Azan subuh
berkumandang. Vina bergegas menuju ke masjid yang tak seberapa jauh dari
rumahnya. Di tengah jalan dia bertemu dengan Sisil dan Santiana dengan
tujuan sama. Bedanya, teman-teman Vina berangkat dengan ayah dan ibunya.
Vina berangkat sendiri. Sahur pun tadi dia hanya ditemani Rahmi, kakaknya.
“Bagaimana kabar ibumu?” tanya Sisil.
“Semalam kata Ayah di telepon sudah membaik,” jawab Vina.
Sudah dua hari Ibu dirawat di rumah sakit karena demam
berdarah. Siang hari, Vina dan Rahmi yang menjaga Ibu. Sepulang kerja,
Ayah giliran menjaga. Itu sebabnya puasa kali ini Vina tidak bisa sahur
bersama Ayah dan Ibu.
“Mudah-mudahan cepat kembali ya,” doa Santiana.
“Amin.”
Vina
memasuki masjid, tak lama kemudian iqamat dikumandangkan. Semua jamaah
pun menjalankan shalat subuh. Usai shalat berjamaah, Vina berdoa dengan
khusyu agar Ibu segera sembuh. Vina merasakan sekali betapa tidak
enaknya berpuasa tanpa Ibu.
“Vina, ayo bangun …. Sudah waktunya sahur,” begitu Ibu membangunkannya ntuk sahur. Nadanya lembut.
Vina biasanya sedikit malas bangun. Dia menunggu Ibu membangunkan untuk ketiga kalinya.
“Heh,
bangun, anak kebluk! Kalo nggak mau bangun, nggak usah sahur ya!”
Begitu kalau Kak Rahmi yang membangunkan. Nadanya kasar. Dan tidak ada
kalimat kedua atau ketiga. Malah, karena malas bangun, Vina hampir saja
terlambat sahur.
Lalu,
masakan Ibu saat sahur sudah pasti enak. Semua kesukaan Vina dan
rasanya lezat walau dimakan saat mengantuk. Berbeda dengan Kak Rahmi.
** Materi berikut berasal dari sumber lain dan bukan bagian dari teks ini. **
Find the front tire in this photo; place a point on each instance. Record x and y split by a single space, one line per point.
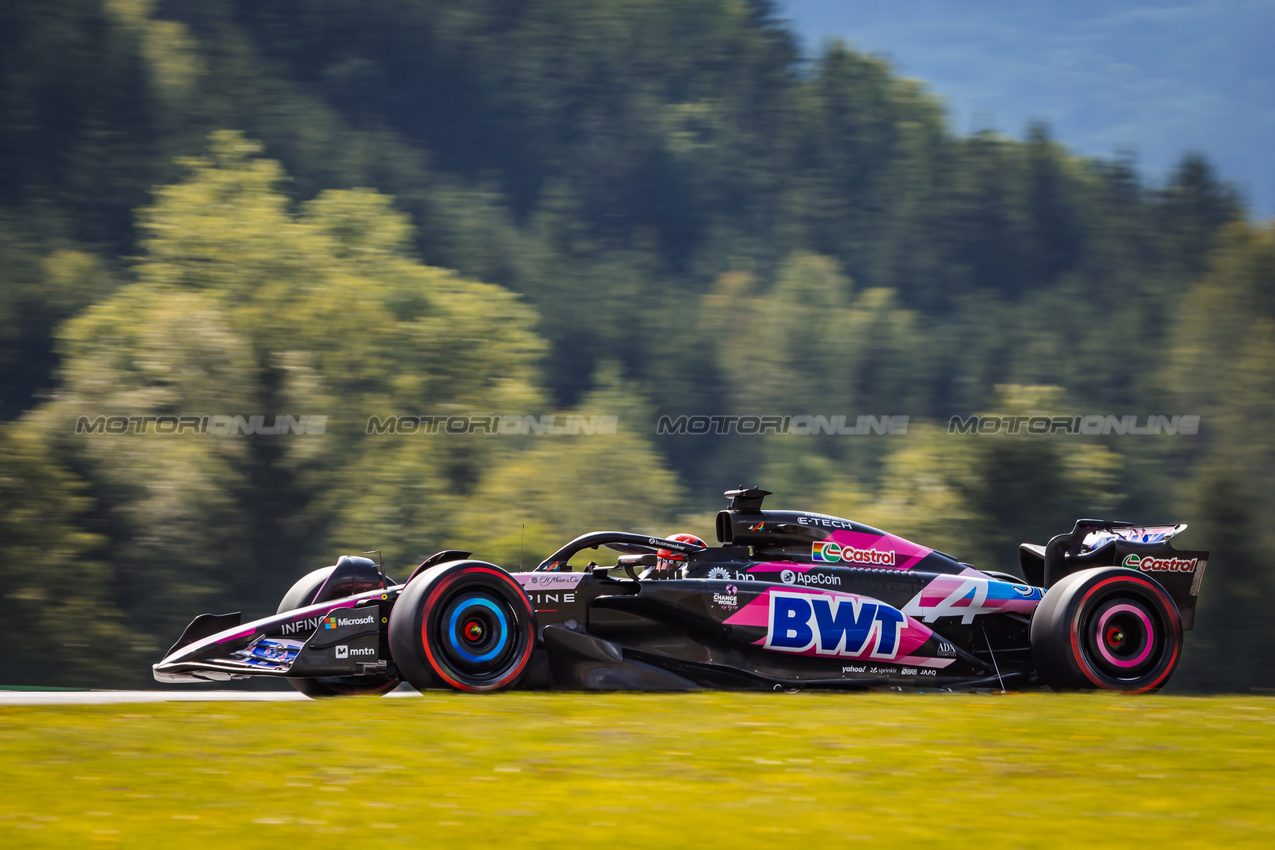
302 594
466 626
1109 628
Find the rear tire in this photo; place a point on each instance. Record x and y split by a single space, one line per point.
1109 628
466 626
302 594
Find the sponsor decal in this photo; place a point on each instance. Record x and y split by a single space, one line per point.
307 625
816 579
550 580
728 600
358 651
1160 565
823 520
831 552
344 619
833 626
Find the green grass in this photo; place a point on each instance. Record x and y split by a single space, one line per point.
807 770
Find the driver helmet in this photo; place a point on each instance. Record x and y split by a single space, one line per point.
668 561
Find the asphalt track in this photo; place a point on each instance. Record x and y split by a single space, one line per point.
111 697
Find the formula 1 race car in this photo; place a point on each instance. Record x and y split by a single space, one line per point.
789 599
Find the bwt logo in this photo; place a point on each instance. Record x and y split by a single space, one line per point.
833 626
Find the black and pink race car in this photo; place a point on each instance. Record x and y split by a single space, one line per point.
789 599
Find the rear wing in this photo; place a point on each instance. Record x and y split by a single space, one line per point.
1102 543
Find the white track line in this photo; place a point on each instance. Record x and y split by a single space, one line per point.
112 697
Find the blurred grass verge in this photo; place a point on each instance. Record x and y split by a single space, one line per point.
644 771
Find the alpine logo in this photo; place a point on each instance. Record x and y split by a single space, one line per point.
1160 565
830 552
833 626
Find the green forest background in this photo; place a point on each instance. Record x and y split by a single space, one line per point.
630 208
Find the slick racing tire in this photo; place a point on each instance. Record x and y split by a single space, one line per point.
466 626
334 686
1109 628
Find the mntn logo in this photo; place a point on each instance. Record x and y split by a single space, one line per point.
833 625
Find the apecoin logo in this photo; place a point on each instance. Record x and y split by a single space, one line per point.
833 626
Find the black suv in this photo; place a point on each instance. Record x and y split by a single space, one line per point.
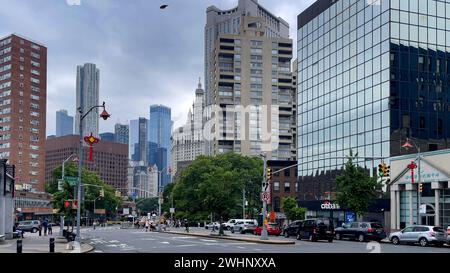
361 231
292 229
316 229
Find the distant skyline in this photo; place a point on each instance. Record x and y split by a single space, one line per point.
146 56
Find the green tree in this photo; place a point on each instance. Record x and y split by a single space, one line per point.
214 185
291 209
356 189
147 205
110 202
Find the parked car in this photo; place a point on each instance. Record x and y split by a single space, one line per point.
272 229
214 225
292 229
361 231
316 229
230 223
244 226
30 226
424 235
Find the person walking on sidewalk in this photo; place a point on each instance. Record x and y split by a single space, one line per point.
50 231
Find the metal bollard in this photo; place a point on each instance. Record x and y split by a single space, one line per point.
19 246
52 245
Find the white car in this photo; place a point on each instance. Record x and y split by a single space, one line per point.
230 224
244 226
214 225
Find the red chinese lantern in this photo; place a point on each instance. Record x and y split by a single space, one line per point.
91 140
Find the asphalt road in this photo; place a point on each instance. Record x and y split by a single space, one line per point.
115 240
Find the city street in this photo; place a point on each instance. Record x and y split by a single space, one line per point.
116 240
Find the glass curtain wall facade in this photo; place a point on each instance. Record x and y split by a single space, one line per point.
343 92
371 74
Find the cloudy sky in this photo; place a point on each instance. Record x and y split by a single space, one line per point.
145 56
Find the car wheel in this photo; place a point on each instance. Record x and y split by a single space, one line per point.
423 242
361 238
395 240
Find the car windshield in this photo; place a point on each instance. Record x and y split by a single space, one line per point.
438 229
376 225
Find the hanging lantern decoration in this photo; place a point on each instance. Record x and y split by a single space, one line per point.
91 140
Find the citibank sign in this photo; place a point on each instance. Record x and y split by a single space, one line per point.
330 206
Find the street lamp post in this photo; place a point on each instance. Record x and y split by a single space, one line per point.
62 178
264 234
408 145
105 116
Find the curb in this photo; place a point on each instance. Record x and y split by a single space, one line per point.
272 242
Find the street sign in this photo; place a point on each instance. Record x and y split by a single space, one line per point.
71 180
60 184
423 209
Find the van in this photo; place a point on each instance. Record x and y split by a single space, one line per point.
316 229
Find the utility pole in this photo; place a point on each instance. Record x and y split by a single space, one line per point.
243 203
264 234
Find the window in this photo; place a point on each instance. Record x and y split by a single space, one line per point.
287 187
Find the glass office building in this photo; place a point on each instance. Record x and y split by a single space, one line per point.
371 74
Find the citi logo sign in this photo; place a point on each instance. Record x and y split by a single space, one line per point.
327 205
73 2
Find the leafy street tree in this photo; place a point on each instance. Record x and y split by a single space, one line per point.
291 209
214 185
147 205
110 202
356 189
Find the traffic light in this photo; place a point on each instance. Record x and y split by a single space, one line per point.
387 170
381 170
269 174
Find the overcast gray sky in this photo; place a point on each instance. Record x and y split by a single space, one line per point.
145 56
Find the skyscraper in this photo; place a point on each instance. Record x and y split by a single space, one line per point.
121 132
188 141
160 131
64 123
251 75
23 96
371 74
88 84
230 22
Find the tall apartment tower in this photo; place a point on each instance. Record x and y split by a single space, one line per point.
121 132
160 132
23 97
88 84
64 124
220 22
252 72
188 141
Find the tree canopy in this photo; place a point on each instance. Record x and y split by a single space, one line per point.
356 189
214 185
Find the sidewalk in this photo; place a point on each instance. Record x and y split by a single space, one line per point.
33 243
232 237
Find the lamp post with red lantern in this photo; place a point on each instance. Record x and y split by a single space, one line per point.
104 115
408 145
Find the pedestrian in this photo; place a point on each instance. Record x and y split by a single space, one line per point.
186 223
50 231
45 225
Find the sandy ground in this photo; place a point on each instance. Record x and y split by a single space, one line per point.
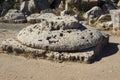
106 67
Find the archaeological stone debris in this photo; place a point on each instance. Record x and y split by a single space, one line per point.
58 38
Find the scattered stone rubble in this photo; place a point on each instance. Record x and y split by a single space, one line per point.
60 39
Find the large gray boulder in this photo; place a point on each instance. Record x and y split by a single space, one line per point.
58 38
39 37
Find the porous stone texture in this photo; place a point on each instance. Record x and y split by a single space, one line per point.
95 12
108 25
104 18
14 16
52 18
59 40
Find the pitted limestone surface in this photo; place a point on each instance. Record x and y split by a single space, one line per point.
55 21
59 40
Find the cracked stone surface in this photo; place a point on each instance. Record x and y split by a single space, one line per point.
55 41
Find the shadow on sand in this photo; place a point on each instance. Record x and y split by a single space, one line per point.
109 50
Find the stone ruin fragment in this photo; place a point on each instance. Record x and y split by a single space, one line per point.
58 39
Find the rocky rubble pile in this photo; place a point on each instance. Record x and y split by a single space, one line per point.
60 39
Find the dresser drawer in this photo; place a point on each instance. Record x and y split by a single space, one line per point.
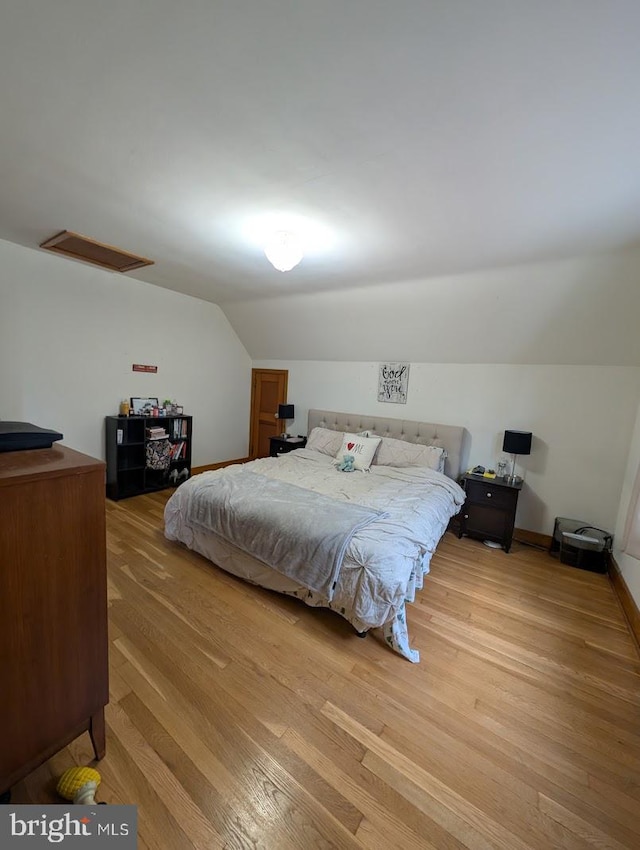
487 494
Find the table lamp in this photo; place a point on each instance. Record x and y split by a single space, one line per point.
285 411
516 443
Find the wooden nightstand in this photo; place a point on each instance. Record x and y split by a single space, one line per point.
282 445
489 511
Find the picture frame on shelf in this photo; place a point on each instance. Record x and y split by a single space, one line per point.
143 406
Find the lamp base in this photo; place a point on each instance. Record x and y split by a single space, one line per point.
513 479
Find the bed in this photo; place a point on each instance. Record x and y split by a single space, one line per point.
389 519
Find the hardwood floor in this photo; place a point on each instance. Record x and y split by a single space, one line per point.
243 719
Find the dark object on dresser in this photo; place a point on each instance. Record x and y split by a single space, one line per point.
489 511
53 606
18 436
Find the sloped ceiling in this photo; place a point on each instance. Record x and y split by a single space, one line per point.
415 140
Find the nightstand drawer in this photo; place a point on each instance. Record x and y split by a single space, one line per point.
485 494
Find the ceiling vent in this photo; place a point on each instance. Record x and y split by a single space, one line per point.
82 248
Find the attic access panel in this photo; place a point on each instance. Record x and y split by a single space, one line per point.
82 248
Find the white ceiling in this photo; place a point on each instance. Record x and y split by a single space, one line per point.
423 137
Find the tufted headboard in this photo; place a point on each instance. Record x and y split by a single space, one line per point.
449 437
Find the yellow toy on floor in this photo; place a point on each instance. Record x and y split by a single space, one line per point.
79 784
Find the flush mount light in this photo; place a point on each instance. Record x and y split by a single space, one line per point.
283 250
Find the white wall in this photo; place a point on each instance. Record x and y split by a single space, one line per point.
70 333
629 567
579 312
582 418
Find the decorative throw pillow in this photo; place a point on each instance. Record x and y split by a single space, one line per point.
400 454
362 449
325 441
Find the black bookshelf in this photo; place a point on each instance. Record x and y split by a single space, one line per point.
140 459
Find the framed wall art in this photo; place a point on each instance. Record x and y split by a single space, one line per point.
393 382
143 406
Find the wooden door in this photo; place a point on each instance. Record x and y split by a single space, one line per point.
268 390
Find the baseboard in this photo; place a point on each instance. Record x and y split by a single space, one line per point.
195 470
627 602
532 538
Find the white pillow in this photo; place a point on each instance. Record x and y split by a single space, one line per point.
362 449
399 453
324 440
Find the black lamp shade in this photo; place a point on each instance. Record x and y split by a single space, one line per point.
285 411
517 442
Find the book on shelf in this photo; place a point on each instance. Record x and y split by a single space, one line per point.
179 451
156 433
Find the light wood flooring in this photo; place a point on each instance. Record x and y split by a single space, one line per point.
243 719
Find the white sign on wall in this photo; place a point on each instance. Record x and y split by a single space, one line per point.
393 381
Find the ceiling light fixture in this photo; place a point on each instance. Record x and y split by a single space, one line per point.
283 250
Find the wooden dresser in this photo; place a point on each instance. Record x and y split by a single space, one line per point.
53 606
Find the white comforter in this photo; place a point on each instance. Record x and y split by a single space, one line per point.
384 562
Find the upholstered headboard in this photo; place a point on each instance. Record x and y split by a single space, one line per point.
449 437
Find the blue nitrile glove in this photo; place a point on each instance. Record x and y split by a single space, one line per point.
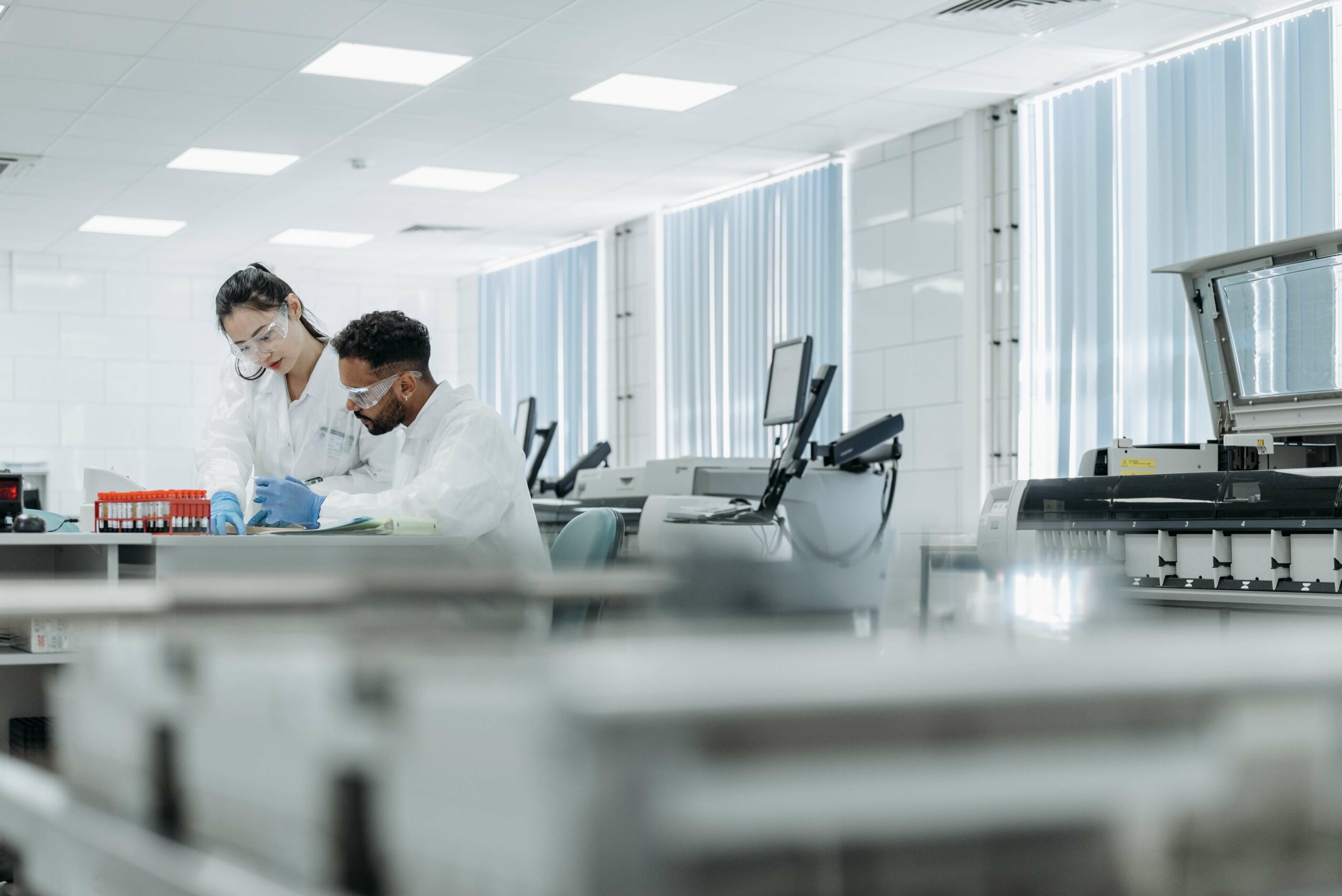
289 499
223 510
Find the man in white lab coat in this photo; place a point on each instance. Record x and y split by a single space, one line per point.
459 463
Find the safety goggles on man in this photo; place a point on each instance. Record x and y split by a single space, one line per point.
370 396
265 342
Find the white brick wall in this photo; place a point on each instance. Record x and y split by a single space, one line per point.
112 364
907 329
630 284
Masak tahu saja setengah gosong. Masak oseng-oseng pasti rasanya pedas
tak karuan.
“Ya, Allah cepat sembuhkan Ibu ya….” Doa Vina lirih. Amin.
Setelah
lama berdoa, Vina kembali ke rumah. Dia harus membantu merapikan rumah
dan menyiapkan sendiri semua keperluannya. Vina jadi menyadari betapa
beratnya tugas Ibu. Biasanya, setelah shalat subuh sudah pasti Vina
tidur lagi. Begitu bangun semua keperluannya sudah disiapkan Ibu.
Kini,
saat Ibu sakit, Vina bisa merasakan arti seorang Ibu. Ah, ini baru
ditinggal Ibu sakit beberapa hari. Bagaimana jika Ibu meninggal? Vina
tidak bisa membayangkannya.
Paginya, Vina mendapat kabar Ibu sudah boleh pulang siang nanti. Vina senang sekali. Dia merapikan seisi rumah agar Ibu senang nanti.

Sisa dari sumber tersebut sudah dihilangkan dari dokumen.